Design and construction
- Architect: Thomas Bouch

= Portobello Pier =

Portobello Pier was a pleasure pier opened in Portobello, Edinburgh, Scotland. Designed by Thomas Bouch, it was 1250 feet long and 22 feet (6.70 m) wide, and included a tea room, camera obscura, and a concert hall. The final construction costs were £10,000.

== History ==

Parliament passed the Portobello Pier Act 1869 (32 & 33 Vict. c. clvi), an act for the erection of a pier at Portobello with the view of developing and promoting the town "as a place of pleasure and enjoyment to its inhabitants and to the many visitors from Edinburgh and from afar". It opened on 23 May 1871. In August of that year, on the holiday marking the hundredth birthday of Sir Walter Scott, over 2,500 people visited the pier at a cost of one penny. The success of the pier saw day-trippers come by train from all over southern Scotland to Portobello. Pleasure boat excursions to the Isle of May, Elie, North Berwick, and Bass Rock were also offered. However, the fact that the pier was open on a Sunday caused controversy. In 1892, the pier changed ownership when the North British Railway Company bought the Galloway Company, maintaining steamer services from the pier until the Forth fleet was requisitioned by the government for World War I, leading to the closure of the pier.
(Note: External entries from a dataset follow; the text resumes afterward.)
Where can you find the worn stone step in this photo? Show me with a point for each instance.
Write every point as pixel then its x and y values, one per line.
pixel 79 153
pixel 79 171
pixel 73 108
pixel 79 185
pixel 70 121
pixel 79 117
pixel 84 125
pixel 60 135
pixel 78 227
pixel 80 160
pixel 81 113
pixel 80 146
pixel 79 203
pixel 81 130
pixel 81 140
Along with falling into disuse, the pier was also damaged by storms and the iron supports of the pier corroded, which led to its demolition in 1917.

== Attempted revivals ==
In 1933, plans were drawn up by a group of private entrepreneurs to build a new pier which would have connected the existing promenade with three gangways opposite Bath Street, Melville Street, and Wellington Street respectively. The plans included an enclosed bathing pond, enclosed boating and sand space, restaurants, shops, and a concert hall as well as facilities for pleasure steamer services. Construction was planned at an estimated cost of £60,000, but proposals were rejected by the town council. The plans were eventually abandoned due to World War II.

In 2015, a proposal was made to build a new pier on the original site. Big Things on the Beach Trust and Architecture firm, Smith Scott Mullan Associates, presented plans for a multi-function pier with performance and live events space, a cafe, meeting rooms, and facilities for sports clubs.